From 1983-86 and at the urging of local horsemen, Chamblin took the helm at Finger Lakes Racetrack in New York. Changes quickly ensued. The western New York oval became one of the first racetracks in the nation to introduce whole card simulcasting. Chamblin also introduced twilight racing and Pick Six wagering to Finger Lakes.
From 1986-2001, Chamblin served as the chief executive of the Association of Racing Commissioners' International (ARCI). During his time with the ARCI, the association completed a decades-long effort to establish a national multi-jurisdictional racing license for owners. The association also completely overhauled its model rules of racing, administered accreditation programs for stewards and judges, developed uniform totalizator standards that cleared the way for massive national simulcasting growth, instituted an accreditation program for drug testing laboratories, funded numerous drug testing research projects, and classified over 750 drugs into five categories. In 1993, Chamblin was honored by the ARCI with the William H. May Award for meritorious service to racing.

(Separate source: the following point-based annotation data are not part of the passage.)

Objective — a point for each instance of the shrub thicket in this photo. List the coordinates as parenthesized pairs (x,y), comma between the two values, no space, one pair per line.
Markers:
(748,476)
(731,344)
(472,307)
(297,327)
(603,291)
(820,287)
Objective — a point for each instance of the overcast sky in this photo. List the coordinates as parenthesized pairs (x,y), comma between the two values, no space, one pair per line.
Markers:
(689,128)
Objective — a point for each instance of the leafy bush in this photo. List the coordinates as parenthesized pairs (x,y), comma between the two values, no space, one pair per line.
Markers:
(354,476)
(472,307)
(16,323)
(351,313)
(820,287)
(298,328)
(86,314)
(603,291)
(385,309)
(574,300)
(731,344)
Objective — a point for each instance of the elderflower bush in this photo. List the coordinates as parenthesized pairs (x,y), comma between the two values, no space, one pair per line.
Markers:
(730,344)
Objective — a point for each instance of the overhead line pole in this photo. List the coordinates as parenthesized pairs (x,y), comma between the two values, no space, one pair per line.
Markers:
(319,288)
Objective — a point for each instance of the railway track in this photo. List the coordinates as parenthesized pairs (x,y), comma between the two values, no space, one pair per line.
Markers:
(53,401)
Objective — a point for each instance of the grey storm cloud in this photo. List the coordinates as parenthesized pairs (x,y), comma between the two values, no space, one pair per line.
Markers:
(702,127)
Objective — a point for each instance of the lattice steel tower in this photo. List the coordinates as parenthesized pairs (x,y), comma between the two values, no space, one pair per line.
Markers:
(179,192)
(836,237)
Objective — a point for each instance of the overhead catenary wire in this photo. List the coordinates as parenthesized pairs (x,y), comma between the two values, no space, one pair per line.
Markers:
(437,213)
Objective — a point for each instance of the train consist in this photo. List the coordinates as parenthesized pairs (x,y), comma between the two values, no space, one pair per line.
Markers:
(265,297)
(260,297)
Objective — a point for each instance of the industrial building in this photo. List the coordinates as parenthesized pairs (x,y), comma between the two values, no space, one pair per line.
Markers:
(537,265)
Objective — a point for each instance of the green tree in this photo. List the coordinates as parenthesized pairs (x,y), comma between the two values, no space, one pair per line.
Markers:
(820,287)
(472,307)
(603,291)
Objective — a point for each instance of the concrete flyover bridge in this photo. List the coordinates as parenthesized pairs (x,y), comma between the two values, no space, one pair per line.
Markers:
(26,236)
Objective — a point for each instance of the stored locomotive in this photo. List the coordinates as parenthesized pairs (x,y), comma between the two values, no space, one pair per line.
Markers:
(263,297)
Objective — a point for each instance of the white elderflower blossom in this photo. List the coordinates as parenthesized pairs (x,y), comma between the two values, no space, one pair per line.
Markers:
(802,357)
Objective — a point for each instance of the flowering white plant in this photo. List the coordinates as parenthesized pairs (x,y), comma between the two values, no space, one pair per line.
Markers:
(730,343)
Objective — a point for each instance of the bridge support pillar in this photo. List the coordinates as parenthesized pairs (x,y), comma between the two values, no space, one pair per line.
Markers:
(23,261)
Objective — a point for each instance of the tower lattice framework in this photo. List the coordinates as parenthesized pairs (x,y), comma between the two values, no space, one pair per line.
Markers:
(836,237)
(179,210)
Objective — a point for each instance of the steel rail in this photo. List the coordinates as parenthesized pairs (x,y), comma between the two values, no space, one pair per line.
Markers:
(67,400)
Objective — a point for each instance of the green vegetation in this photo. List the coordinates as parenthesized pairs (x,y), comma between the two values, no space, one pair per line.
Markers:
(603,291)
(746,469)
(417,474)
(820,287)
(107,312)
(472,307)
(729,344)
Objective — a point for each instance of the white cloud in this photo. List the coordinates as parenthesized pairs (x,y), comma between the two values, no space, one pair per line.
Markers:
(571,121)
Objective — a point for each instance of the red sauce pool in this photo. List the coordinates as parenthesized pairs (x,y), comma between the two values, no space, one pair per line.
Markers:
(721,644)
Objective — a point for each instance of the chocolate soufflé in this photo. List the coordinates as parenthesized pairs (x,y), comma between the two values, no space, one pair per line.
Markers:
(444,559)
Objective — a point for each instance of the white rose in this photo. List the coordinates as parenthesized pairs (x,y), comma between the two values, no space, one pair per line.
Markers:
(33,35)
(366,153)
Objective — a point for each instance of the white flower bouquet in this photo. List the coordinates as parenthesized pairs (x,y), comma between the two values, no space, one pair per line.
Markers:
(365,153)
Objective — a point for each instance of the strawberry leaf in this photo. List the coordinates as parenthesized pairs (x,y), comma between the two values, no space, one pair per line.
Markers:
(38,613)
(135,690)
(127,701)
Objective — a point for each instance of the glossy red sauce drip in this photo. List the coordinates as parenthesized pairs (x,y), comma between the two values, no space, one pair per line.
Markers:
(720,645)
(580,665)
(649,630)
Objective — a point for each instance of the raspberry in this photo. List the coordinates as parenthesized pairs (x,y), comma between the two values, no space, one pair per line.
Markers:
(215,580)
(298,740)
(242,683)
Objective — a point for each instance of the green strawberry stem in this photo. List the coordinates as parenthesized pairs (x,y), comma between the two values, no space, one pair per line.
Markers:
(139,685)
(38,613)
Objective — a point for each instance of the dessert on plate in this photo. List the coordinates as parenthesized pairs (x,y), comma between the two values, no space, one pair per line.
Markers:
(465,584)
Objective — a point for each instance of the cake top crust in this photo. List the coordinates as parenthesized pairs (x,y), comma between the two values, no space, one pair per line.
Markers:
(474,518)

Along the way, Chamblin traveled the world promoting U.S. horse racing interests. His work took him to more than 100 racetracks in the United States and Canada. As an ambassador for racing Chamblin was asked to speak on the industry in the United Kingdom, Japan, Germany, Mexico, France, the Middle East, Australia, South America, South Africa and Russia, among other countries.
Anthony (Tony) Chamblin was born May 15, 1939, in Flora, Ill. Chamblin graduated from Milliken University in Decatur, Ill., where he majored in English and lettered in football and tennis. In 1961, after graduating college at age 23, Chamblin became the youngest sports editor in the country of a paper with over 100,000 in circulation (Evansville Courier & Press). During his early career as a sports writer and editor Chamblin won the U.S. Basketball Writers award, U.S. Football Writers award, and wrote for Sports Illustrated and Newsweek. Chamblin has written and edited four books, and also wrote the History of Thoroughbred Racing for World Book Encyclopedia.
While in retirement, Chamblin was proud to advocate for the Water Hay Oats Alliance (WHOA), a grassroots movement supporting federal legislation to eliminate race-day medication and dedicated to changing negative public perceptions of the sport.
Chamblin also publicly endorsed the Horse Racing Integrity Act (HIA) the forerunner to the Horse Racing Integrity and Safety Act (HISA) currently making its way through Congress.
Chamblin, who died of congestive heart failure, is survived by his wife of 31 years, Debbie; two daughters, Margaret McClintock (Tampa) and Kaitlin Chamblin (Lexington); a son, Keith (Lexington) and six grandchildren. A celebration of Chamblin's life will be held at a later date. In lieu of flowers, the family requests any donations be made to Old Friends Thoroughbred Retirement Farm (www.oldfriendsequine.org).